The potential is there. Myanmar is a farmer's dream--just about anything can spring from its fertile, well-watered soils. And as other Asian nations industrialize, Myanmar could be in the ideal position to make up their agricultural shortfalls.

It exported 1 million tons of rice in the fiscal year ending March 31, 1995, but shipments fell to 400,000 tons the following 12 months. The goal is 3 million tons a year, something the then British colony managed in the 1920s when it was the world's top rice exporter.

The military regime has moved well away from the central planning of recent decades when farmers were robbed of all incentive by having to sell their harvests to the state at low prices.

But the World Bank says the government has not gone far enough.
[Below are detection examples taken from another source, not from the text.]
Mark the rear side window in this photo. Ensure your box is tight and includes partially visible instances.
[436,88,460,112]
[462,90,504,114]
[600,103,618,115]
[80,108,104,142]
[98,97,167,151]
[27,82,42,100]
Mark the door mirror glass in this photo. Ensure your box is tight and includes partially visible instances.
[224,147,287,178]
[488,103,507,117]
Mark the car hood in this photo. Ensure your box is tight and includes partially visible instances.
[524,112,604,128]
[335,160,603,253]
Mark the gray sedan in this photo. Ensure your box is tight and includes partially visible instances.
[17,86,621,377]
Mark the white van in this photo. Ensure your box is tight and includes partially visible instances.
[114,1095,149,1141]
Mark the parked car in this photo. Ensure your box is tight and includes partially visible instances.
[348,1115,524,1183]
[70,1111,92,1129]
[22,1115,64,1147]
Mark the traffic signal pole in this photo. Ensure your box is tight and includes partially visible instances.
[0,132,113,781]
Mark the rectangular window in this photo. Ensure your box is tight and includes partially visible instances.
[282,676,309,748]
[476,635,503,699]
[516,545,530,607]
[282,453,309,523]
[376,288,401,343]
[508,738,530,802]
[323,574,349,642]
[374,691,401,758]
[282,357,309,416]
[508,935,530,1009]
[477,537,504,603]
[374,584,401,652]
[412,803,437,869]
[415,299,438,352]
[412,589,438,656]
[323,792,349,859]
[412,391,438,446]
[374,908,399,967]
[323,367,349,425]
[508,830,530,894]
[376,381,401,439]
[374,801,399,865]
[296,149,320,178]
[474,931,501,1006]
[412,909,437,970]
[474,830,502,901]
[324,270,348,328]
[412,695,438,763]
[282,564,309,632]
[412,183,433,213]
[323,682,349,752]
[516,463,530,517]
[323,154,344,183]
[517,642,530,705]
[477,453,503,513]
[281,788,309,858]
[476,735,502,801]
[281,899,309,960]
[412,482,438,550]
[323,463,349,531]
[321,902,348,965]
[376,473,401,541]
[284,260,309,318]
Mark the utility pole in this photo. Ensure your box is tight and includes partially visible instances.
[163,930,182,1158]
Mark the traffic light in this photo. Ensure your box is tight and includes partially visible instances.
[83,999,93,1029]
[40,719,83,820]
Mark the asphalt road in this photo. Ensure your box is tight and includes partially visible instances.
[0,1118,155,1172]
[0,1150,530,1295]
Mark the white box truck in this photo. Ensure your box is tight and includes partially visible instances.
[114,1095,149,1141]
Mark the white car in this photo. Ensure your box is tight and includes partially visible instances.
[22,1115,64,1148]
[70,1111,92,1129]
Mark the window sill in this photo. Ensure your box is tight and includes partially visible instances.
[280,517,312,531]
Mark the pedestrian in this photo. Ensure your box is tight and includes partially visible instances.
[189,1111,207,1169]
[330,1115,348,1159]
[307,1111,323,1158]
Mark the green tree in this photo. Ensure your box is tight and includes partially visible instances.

The regime maintains a monopoly on rice exports, designates land to be sown with rice and has the right to buy from farmers at least 12 baskets of unhusked rice per acre at an artificially low price. Yields generally range from 50 to 80 baskets per acre.

The levy may not burden farmers in rice surplus areas, but there are increasing reports of hardships from poorer communities. In some cases, farmers in poor areas are forced to labor on government projects to "work off" unfulfilled quotas.

Tensions also are reported because some farmers want to switch to beans and other crops not subject to regulation, but the government keeps them in rice, its prime source of revenue.

Some 7,000 agriculture supervisors are scattered around the countryside, but in remote areas they may be bribed by farmers who switch to non-regulated crops. This could account for the recent decline in rice production.

"The overall situation for rural people is in decline rather than improvement," Aung San Suu Kyi, leader of Myanmar's democracy movement, said in an interview. "I suppose they've built a thing or two, but what does that mean?"

One Rangoon-based Western analyst, who spoke on condition of anonymity, painted a more complex picture: "Farmers are mostly better off, but the 'opportunity costs' of being prevented from doing what they want to do causes discontent."